Model Iteration Driving Capability Leaps

Autonomously Completing Tasks in the Real World

The continuous evolution of models has given X Variable's robots remarkable adaptability in real-world scenarios.

As the first example globally of a physical-world foundation model-based robot successfully crossing both outdoor and indoor environments, the robot in food delivery and cardboard recycling tasks — facing strong wind interference or visual occlusion — relies on the foundation model's generalization capabilities and the world model's causal reasoning. It can not only mentally reconstruct the full shape of occluded objects like a human would, but also autonomously correct errors through reinforcement learning strategies when stuck, completing the task closed loop without human intervention.

This adaptability also manifests in complex, challenging real-world logistics scenarios. Facing chaotically stacked packages, the robot identifies irregularly shaped items through the foundation model's zero-shot generalization capabilities and quickly adapts to working rhythms using reinforcement learning.

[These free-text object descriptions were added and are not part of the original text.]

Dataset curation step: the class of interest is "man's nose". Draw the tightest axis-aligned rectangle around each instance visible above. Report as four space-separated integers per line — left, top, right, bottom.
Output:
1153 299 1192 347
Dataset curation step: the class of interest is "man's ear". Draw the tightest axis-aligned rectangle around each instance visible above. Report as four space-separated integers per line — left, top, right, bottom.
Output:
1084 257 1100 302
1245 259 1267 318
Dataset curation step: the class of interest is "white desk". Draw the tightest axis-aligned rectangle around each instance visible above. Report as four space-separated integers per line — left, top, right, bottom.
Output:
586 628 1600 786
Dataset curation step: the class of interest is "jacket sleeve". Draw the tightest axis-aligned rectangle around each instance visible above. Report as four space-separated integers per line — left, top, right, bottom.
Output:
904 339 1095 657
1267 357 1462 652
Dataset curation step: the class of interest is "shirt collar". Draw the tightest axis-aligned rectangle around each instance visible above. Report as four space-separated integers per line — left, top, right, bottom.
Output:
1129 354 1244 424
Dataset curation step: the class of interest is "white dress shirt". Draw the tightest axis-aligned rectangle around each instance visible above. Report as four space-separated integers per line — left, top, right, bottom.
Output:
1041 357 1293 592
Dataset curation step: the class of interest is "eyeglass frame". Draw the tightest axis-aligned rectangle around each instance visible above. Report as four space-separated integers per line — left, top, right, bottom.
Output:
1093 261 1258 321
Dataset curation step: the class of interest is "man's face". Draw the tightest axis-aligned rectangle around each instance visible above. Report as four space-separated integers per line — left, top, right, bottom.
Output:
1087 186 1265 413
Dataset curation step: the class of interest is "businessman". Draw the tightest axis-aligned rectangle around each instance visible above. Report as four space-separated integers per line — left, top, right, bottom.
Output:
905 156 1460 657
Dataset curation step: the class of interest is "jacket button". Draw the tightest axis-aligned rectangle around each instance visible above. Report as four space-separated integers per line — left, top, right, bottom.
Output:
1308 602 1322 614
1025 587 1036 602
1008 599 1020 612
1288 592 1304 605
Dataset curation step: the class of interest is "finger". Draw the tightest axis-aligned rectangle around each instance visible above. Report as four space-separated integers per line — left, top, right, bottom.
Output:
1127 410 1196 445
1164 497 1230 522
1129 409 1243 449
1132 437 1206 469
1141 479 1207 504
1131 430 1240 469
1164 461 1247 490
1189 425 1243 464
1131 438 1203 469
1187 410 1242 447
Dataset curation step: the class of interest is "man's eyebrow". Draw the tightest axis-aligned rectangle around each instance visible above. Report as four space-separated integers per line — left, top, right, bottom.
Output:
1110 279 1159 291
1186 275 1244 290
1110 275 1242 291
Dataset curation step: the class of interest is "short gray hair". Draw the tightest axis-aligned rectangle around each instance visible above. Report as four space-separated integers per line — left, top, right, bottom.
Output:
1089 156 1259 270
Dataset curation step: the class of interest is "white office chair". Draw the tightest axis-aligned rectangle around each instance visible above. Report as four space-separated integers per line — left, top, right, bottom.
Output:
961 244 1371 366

Worth noting, the evolution of X Variable's foundation model has also unlocked the potential of high-DOF dexterous hands — **the robot has autonomously mastered human-like skills such as in-hand reorientation, from using tools to dealing cards, an extremely fine motor task demanding precise fingertip force control, successfully conquering the final centimeter of embodied intelligence fine manipulation.

While continuously pushing technical boundaries and focusing on frontier exploration, in September 2025, X Variable also open-sourced its self-developed end-to-end embodied foundation model WALL-OSS, promoting open access to embodied intelligence technology.

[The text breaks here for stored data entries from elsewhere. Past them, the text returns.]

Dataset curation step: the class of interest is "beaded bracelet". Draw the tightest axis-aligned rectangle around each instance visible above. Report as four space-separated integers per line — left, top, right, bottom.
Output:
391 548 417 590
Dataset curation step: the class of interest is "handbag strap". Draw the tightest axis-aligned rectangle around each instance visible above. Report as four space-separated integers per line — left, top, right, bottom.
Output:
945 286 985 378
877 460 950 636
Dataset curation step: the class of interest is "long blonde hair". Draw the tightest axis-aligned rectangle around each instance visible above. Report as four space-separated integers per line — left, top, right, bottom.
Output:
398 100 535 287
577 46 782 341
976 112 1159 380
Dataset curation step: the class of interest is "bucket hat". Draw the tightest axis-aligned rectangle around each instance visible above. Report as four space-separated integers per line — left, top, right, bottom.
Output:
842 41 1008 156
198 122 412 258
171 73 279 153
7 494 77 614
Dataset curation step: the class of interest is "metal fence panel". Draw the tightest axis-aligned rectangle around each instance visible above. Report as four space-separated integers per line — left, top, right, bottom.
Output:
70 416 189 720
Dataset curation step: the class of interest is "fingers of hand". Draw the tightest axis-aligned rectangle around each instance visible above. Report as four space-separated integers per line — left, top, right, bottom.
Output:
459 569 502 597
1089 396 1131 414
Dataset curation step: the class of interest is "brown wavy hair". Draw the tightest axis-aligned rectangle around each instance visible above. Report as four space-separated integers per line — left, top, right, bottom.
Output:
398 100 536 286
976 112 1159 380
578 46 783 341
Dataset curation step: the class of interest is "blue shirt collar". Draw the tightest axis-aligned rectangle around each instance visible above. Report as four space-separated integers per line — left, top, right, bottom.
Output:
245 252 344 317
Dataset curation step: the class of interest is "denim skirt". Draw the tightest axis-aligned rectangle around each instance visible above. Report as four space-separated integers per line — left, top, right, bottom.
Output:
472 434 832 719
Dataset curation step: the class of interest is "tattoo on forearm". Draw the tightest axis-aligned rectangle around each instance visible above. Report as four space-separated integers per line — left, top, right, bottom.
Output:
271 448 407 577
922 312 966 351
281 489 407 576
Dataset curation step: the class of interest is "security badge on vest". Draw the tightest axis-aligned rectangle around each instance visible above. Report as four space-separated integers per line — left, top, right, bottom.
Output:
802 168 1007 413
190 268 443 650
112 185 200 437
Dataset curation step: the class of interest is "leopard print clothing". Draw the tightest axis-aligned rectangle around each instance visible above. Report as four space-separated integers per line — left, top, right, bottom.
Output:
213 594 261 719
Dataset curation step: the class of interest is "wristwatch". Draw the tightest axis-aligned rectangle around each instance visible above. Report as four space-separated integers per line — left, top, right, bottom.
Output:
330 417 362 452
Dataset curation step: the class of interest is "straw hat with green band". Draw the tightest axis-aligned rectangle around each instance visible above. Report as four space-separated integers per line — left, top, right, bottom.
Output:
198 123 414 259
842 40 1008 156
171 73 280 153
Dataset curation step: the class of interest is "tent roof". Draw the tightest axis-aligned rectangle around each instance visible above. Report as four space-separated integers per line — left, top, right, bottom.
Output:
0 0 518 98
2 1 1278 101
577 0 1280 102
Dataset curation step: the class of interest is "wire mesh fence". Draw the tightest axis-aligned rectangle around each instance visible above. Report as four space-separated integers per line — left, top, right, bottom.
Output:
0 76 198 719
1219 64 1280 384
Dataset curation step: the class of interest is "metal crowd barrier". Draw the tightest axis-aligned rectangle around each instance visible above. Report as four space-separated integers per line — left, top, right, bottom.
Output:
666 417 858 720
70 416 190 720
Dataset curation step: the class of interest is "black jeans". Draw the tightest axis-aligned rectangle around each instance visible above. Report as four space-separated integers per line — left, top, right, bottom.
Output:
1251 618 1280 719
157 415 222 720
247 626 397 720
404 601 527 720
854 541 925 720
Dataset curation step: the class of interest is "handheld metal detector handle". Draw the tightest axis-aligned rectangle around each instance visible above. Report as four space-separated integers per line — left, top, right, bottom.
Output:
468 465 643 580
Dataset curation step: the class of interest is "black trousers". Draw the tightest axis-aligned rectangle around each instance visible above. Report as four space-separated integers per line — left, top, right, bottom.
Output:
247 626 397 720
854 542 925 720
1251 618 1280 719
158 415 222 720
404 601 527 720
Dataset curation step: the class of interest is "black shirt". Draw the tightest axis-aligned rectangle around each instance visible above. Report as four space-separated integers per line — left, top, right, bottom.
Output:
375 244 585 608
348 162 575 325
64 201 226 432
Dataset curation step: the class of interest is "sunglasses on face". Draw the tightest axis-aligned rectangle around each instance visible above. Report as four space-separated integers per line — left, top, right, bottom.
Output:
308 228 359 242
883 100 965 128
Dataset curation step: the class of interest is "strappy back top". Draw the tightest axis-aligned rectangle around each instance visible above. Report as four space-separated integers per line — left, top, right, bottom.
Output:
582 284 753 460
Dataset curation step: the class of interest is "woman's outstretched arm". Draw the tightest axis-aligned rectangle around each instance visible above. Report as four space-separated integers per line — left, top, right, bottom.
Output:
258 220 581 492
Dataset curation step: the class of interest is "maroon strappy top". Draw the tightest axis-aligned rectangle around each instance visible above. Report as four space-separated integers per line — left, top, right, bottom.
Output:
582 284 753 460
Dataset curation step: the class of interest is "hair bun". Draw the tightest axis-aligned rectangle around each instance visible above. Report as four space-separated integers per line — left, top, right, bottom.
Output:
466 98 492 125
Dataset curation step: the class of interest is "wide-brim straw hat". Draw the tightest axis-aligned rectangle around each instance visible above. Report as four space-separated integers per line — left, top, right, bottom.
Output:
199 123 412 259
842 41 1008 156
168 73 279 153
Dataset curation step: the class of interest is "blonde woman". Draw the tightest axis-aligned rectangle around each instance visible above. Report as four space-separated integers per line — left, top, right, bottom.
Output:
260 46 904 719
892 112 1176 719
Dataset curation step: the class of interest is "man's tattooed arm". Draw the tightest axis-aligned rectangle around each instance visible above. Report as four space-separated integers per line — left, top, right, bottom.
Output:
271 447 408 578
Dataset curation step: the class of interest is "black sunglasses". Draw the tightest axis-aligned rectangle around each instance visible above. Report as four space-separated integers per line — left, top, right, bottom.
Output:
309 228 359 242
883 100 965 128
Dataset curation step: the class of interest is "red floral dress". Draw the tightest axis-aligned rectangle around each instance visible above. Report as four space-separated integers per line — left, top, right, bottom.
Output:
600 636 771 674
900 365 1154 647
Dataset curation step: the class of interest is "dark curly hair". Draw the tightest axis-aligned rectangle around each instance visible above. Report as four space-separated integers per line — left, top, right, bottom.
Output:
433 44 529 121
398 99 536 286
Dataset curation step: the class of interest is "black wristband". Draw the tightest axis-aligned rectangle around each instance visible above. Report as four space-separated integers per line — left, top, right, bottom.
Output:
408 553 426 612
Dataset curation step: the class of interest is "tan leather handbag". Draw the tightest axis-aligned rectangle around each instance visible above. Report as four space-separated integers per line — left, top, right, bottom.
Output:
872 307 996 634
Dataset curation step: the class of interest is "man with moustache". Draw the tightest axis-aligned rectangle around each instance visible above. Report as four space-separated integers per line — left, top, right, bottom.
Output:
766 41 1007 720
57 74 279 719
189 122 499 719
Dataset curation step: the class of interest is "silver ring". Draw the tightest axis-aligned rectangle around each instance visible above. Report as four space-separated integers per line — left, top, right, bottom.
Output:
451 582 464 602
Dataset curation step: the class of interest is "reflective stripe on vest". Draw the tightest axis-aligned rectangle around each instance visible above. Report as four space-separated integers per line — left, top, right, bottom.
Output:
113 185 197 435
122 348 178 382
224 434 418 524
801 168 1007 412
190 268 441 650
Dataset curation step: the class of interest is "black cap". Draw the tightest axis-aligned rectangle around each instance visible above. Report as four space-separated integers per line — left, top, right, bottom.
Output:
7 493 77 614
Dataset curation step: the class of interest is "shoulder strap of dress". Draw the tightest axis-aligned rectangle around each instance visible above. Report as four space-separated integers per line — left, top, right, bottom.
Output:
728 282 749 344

From Full-Stack Self-Development to Multi-Industry Deployment

Unlocking the Key Path to Model-Driven Commercialization

X Variable adheres to full-stack self-development of both software and hardware. Starting from model algorithms and data-driven requirements, it has deeply defined robot hardware architecture, designed and released two high-performance robot bodies — "Quantum One" and "Quantum Two" — and simultaneously achieved comprehensive self-development of core components including robotic arms, joint modules, power drivers, and main controllers, with deep algorithmic adaptation. This has driven substantial reductions in overall system cost**, laying a solid foundation for scaled production and commercial deployment of embodied intelligence robots.

Currently, X Variable has gradually entered multiple high-value sectors including industrial manufacturing, logistics, and elder care. Cross-industry applications demonstrate that X Variable's robots are precisely meeting real market demands with high generalization and low-cost deployment capabilities.

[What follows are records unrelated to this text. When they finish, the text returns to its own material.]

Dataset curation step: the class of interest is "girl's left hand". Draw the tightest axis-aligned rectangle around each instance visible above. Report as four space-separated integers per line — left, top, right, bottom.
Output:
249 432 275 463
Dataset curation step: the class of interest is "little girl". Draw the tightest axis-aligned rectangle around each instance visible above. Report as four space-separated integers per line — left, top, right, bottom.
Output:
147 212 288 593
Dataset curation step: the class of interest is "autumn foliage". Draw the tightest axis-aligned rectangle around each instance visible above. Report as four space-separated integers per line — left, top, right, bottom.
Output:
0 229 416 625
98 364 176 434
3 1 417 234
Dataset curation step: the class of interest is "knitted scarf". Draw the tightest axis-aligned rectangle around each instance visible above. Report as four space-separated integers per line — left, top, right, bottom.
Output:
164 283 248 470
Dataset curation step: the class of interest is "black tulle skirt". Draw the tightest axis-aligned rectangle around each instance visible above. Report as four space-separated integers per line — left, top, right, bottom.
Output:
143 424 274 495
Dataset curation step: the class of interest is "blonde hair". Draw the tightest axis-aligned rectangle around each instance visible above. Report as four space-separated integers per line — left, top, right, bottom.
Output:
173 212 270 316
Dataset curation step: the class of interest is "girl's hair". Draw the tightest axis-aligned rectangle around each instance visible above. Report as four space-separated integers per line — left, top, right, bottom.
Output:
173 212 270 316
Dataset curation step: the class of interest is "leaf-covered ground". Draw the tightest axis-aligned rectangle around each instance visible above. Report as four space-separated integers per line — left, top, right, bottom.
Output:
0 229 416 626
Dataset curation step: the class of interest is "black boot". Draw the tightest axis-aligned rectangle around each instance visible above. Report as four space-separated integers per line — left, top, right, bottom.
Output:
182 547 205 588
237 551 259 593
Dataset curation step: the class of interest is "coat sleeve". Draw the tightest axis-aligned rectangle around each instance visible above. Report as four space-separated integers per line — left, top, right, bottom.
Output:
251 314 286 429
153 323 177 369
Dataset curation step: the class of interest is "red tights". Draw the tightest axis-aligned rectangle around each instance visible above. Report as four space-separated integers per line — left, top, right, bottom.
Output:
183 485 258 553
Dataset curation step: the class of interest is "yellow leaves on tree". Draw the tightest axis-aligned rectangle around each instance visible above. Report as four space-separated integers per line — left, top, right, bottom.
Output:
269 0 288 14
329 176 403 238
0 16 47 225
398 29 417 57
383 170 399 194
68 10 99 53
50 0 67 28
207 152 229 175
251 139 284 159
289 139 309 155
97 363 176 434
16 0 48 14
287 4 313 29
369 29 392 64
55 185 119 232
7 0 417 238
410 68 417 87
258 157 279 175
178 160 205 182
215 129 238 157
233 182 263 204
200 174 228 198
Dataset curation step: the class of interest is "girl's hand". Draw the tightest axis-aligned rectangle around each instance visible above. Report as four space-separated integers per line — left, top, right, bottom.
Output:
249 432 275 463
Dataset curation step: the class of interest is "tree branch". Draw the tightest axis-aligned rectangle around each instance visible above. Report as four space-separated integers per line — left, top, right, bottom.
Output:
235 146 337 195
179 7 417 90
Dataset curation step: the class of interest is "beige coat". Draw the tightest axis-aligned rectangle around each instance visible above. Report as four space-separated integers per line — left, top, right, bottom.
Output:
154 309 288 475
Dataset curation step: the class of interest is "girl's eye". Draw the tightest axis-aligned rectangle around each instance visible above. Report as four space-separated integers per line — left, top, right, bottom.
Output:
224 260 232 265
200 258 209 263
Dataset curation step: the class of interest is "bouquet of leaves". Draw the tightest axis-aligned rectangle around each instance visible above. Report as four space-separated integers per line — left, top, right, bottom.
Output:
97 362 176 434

Qian Wang has stated on multiple occasions that in the frontier track of embodied intelligence, one should strive to be a leader, not a follower. X Variable continues to deepen its work across three core domains — model iteration, data pipelines, and robot hardware — and through solid technical accumulation and full-stack self-development capabilities, constantly pushes beyond existing capability boundaries.

Going forward, X Variable will continue to use leading model capabilities as its lever to unlock the deeper forces of embodied transformation, fully releasing the technical value of embodied intelligence in industrial applications, driving scaled application of model-driven embodied intelligence across thousands of industries, and injecting new momentum into industrial upgrading and productivity leaps.